Pythian Blog: Technical Track

The iPhone Experience Conundrum

Many engineering leaders have challenges with expectations regarding timelines, complexity, level of integration and usability because of what I call the “iPhone conundrum.” The iPhone conundrum is the expectation by technology consumers that new functionality shows up overnight, has high levels of integration between systems and applications and is rapid to adjust and improve based on user feedback.

People perceive technology in particular ways due to the ease of use and high level of integration between their iPhone, Mac, Apple Watch and AirPods. The seamless availability of data across these devices, the portability of application experiences and the ease of adding new products to this experience all contribute to high expectations about the effort required to create and deploy highly complex technology. Several key experiences within the Apple ecosystem reinforce these expectations of digital technology consumption:

  • The New AirPods – When Apple released the AirPods, they offered a unique and differentiated experience. Using them was as simple as removing the packaging, opening the lid and clicking Connect on the iPhone, and suddenly they were working. The capability to have them seamlessly move between devices amplifies this message of easy-to-use products. This experience sets expectations with digital consumers that all new functionality is immediate and intuitive.
  • App Updates – Users of Apple products will often wake up to notifications of completed updates to their devices and immediately available new features. This creates a perception that developers can easily upgrade their software and that features are quick to develop.
  • Data Availability – The use of iCloud to ensure a single experience of preferences and data availability across Apple products is unique in the technology provider space. A user can easily take a photo with iPhone, open it for editing on their Mac and showcase it to friends on an iPad. This immediate availability of data across different device types sets expectations that data is easy to move, rationalize, and consistently high-quality.

Those who work in engineering teams know that the AirPods experience requires considerable time involvement and coordination between multiple hardware, firmware, and OS teams. Each must contribute to design, testing and error correction. These activities can take months or years to enable such a seamless experience at scale under many different user conditions. The app update experience presents millions of possible permutations that can lead to error conditions that must be accounted for in development and testing. 

Finally, data availability presents the endless potential for adverse network conditions and data quality and capacity errors. Recovery mechanisms must be designed, developed and validated before rollout to ensure customer data is not lost.

This does not mean that our digital consumers assume every ask can occur overnight. However, it does mean that minor missteps in expectation setting with users can have significant implications for how users perceive the value of a capability delivered relative to the time it took to create. These mismatches can lead to unhappy users, even when engineering teams work with a full effort to ensure a high-quality user experience.

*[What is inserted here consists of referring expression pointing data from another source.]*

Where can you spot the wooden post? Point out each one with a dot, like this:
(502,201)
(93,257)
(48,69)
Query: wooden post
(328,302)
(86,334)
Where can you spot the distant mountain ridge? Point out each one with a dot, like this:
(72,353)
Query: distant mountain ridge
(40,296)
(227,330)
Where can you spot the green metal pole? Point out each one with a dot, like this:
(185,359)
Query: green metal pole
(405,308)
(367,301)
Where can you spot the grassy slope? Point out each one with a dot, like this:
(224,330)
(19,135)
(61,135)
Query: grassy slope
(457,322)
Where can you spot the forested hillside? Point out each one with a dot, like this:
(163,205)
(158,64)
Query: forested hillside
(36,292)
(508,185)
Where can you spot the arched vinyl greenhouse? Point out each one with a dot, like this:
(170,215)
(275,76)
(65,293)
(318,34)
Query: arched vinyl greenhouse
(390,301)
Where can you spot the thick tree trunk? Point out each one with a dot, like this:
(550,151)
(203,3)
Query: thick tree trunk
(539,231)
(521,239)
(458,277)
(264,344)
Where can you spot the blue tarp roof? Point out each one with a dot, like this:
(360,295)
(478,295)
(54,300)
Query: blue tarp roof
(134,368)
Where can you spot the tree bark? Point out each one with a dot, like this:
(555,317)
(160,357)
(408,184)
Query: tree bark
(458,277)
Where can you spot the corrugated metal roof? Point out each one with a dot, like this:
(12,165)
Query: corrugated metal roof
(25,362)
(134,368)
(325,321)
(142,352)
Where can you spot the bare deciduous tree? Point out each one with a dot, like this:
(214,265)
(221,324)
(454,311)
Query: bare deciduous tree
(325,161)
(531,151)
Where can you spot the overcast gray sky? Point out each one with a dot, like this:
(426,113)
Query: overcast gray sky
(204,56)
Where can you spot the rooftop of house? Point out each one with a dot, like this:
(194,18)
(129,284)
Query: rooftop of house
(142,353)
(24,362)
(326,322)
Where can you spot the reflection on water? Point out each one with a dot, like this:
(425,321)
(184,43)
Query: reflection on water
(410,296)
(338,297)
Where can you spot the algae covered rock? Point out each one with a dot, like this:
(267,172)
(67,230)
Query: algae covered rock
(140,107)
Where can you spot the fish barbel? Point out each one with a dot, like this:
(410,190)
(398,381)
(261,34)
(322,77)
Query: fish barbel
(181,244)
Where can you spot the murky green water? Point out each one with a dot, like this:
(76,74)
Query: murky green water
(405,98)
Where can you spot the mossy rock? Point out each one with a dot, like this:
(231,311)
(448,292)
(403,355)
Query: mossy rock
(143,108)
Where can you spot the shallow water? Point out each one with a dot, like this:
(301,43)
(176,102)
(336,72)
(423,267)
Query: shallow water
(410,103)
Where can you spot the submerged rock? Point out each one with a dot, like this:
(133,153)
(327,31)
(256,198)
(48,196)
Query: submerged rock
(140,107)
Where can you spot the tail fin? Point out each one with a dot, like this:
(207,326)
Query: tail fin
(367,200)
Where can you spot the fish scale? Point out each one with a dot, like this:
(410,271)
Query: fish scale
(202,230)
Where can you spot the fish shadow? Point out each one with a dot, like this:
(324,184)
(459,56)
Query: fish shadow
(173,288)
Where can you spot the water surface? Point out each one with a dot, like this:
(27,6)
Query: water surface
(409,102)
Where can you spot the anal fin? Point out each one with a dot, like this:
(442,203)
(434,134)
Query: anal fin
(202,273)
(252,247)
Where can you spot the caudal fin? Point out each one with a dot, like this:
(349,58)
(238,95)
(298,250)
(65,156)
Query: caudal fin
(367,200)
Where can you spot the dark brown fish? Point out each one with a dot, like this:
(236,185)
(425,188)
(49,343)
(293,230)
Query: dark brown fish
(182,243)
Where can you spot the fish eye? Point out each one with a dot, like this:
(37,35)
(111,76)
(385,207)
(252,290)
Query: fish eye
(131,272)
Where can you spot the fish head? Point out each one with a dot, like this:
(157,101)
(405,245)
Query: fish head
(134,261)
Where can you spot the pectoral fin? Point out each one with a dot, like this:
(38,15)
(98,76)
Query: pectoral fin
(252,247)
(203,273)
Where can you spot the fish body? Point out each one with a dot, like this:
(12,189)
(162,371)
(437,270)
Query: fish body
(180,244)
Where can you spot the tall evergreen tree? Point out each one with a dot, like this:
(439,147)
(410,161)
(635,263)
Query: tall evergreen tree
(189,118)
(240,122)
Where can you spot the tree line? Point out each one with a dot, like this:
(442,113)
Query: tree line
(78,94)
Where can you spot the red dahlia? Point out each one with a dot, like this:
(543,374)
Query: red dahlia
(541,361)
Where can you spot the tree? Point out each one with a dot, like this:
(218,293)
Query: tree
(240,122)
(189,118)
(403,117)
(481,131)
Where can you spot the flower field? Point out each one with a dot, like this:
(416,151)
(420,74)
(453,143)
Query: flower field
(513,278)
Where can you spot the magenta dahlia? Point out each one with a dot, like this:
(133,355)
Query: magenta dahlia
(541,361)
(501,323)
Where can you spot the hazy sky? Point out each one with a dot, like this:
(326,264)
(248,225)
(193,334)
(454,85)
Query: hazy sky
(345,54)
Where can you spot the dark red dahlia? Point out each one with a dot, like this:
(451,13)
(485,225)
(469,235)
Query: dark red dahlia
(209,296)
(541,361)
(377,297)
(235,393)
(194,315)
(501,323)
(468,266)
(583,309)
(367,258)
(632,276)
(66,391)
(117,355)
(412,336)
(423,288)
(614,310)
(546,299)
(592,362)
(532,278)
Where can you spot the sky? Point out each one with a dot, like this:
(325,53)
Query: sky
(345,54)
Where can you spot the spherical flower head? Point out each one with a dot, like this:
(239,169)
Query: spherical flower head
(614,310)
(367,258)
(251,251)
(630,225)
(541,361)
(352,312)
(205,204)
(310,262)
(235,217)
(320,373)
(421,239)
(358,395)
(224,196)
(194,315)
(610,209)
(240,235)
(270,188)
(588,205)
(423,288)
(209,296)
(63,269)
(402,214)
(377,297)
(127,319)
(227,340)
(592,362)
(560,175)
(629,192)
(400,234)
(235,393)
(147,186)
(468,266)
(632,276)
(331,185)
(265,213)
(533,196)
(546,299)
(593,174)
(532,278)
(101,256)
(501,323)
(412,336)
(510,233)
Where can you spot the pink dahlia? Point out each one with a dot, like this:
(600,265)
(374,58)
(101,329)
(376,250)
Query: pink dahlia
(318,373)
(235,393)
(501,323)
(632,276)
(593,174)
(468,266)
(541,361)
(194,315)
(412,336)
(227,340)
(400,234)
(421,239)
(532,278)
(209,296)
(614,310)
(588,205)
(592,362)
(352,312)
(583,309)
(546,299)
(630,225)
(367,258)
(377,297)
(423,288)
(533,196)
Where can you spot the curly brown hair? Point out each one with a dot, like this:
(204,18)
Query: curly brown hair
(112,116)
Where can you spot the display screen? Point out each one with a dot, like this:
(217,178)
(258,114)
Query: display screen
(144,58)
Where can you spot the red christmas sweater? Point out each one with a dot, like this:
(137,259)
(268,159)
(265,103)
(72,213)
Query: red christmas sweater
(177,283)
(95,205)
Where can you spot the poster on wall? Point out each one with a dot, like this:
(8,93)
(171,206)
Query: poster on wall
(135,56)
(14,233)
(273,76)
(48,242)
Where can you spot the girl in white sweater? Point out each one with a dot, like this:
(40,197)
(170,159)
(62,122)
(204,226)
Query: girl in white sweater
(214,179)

Technology is messy. Technology is hard—especially at scale. Apple provides a model approach for technology teams to begin all projects from the point of view of digital consumer experiences. Define usability and outcome first, with the goal of consistently delighting users. Then, back into the necessary engineering to create such an experience. But this is not a point-in-time activity; this is an ongoing conversation between consumers and engineering teams to learn from one another, adjust to new conditions and showcase material progress toward the defined outcomes and experiences. Tools for this ongoing conversation include:

  • Experience Design – Users have complex needs, strong opinions and biases. Build and engage an experienced design team to engage directly with your users, understand their needs and showcase the art of what’s possible while getting feedback to refine what engineering builds and how features are prioritized.
  • Demonstrations – Showcase what your team builds regularly and predictably. This only needs to include some users but pick a subset of power users and advocates that have shown an ability to think about new ways to build applications, create journeys and leverage technology. Show them the progress, get their regular feedback and adjust. Their positive feedback to the rest of the organization will support managing expectations.
  • Context – Users react to the information in front of them. Provide context about why the design is as implemented and why features were prioritized as they were. This context includes the digital consumers in the decision-making process and enables them to see how the work done is a positive step toward later wishes and commitments.
  • Technology Tradeoffs – Digital consumers don’t look to understand every technical complexity of complex systems. Still, they want to understand relative measures impacting delivery times for new capabilities and features. Engineering teams should work to share insight into their thinking on design, technology decisions and sequencing for digital consumers. This reinforces the context of projects and the timelines proposed resulting from the intersection of priorities, technology and technical debt.
  • Build v.s. Buy – Every organization has unique cultural dynamics influencing their preferences for building or buying technology. As digital consumers move between organizations, portions of these preferences will be carried along with them. Engineering teams must work to both educate and discuss their reasoning with teams to show timeline implications, cost implications and usability impacts.

But all is not lost. Engineering leaders can leverage these expectations of digital consumers to engage in conversations about experience design that lead shared understanding of priorities, outcomes, sequencing of capability delivery and technology tradeoffs. Be diligent as an engineering leader and engage the users of the systems you build in the conversation. Use your time to educate them, discuss options and share context. This brings them into the bubble of decision-makers, shows them the complexity involved and turns them into advocates for larger user communities.